Seperti yang diketahui, Wakil Direktur Reserse Kriminal Umum Polda Metro Jaya Ajun Komisaris Besar Ade Ary Syam Indradi mengatakan, Habil berperan memberikan uang Rp 150 juta kepada tersangka lain, yakni bekas Kepala Staf Kostrad Kivlan Zen, untuk membeli senjata.
Senjata itu diduga akan digunakan untuk membunuh sejumlah tokoh nasional, yakni Menteri Koordinator Politik, Hukum, dan Keamanan Wiranto; Menteri Koordinator Kemaritiman Luhut Binsar Pandjaitan; Kepala Badan Intelijen Negara Budi Gunawan; Staf Khusus Presiden Gories Mere; dan direktur eksekutif lembaga survei Charta Politika, Yunarto Wijaya.
Pada akhir 1990-an, Habil juga merupakan presiden direktur dari PT Kumenindo Kridanusa, pabrik produsen bahan plastik cumene. Saat itu, PT Kumenindo Kridanusa menjadi pemasok kebutuhan komponen mobil nasional Timor milik putra bungsu Presiden Soeharto, Hutomo ”Tomi” Mandala Putra (Kompas, 10/4/1996).
Arsul mengatakan, Habil pernah menduduki posisi bendahara saat Suryadharma Ali menjadi Ketua Umum PPP. ”Nah, ketika konflik dualisme kepemimpinan, Habib menjadi pengurus di kubu Djan Faridz,” katanya.
Berdasarkan penelusuran arsip Kompas, Habil Marati merupakan pemimpin sidang penetapan Djan Faridz sebagai Ketua Umum PPP periode 2014-2019 dalam Muktamar Jakarta yang diselenggarakan 1 November 2014, muktamar yang tidak diakui legalitasnya oleh negara (Kompas, 3/11/2014). Surat keputusan Menteri Hukum dan HAM memberikan pengakuan kepada kubu Romahurmuziy sebagai pengurus PPP yang resmi.
Habil juga pernah menjadi salah satu anggota DPR dengan pengeluaran terbesar pada periode 1999-2001 berdasarkan laporan daftar kekayaan yang diterima Komisi Pemeriksa Kekayaan Penyelenggara Negara (KPKPN). Saat itu, Arifin Panigoro memiliki pengeluaran sebesar Rp 142,35 miliar, disusul Habil Marati dengan Rp 16 miliar dan Setya Novanto Rp 10,3 miliar (Kompas, 24/2/2002).
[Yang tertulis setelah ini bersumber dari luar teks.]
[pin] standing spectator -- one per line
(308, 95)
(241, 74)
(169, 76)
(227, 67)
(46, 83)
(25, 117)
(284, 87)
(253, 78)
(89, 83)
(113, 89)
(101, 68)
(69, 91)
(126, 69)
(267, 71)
Pada akhir 1990-an, Habil juga merupakan presiden direktur dari PT Kumenindo Kridanusa, pabrik produsen bahan plastik cumene. Saat itu, PT Kumenindo Kridanusa menjadi pemasok kebutuhan komponen mobil nasional Timor milik putra bungsu Presiden Soeharto, Hutomo ”Tomi” Mandala Putra (Kompas, 10/4/1996).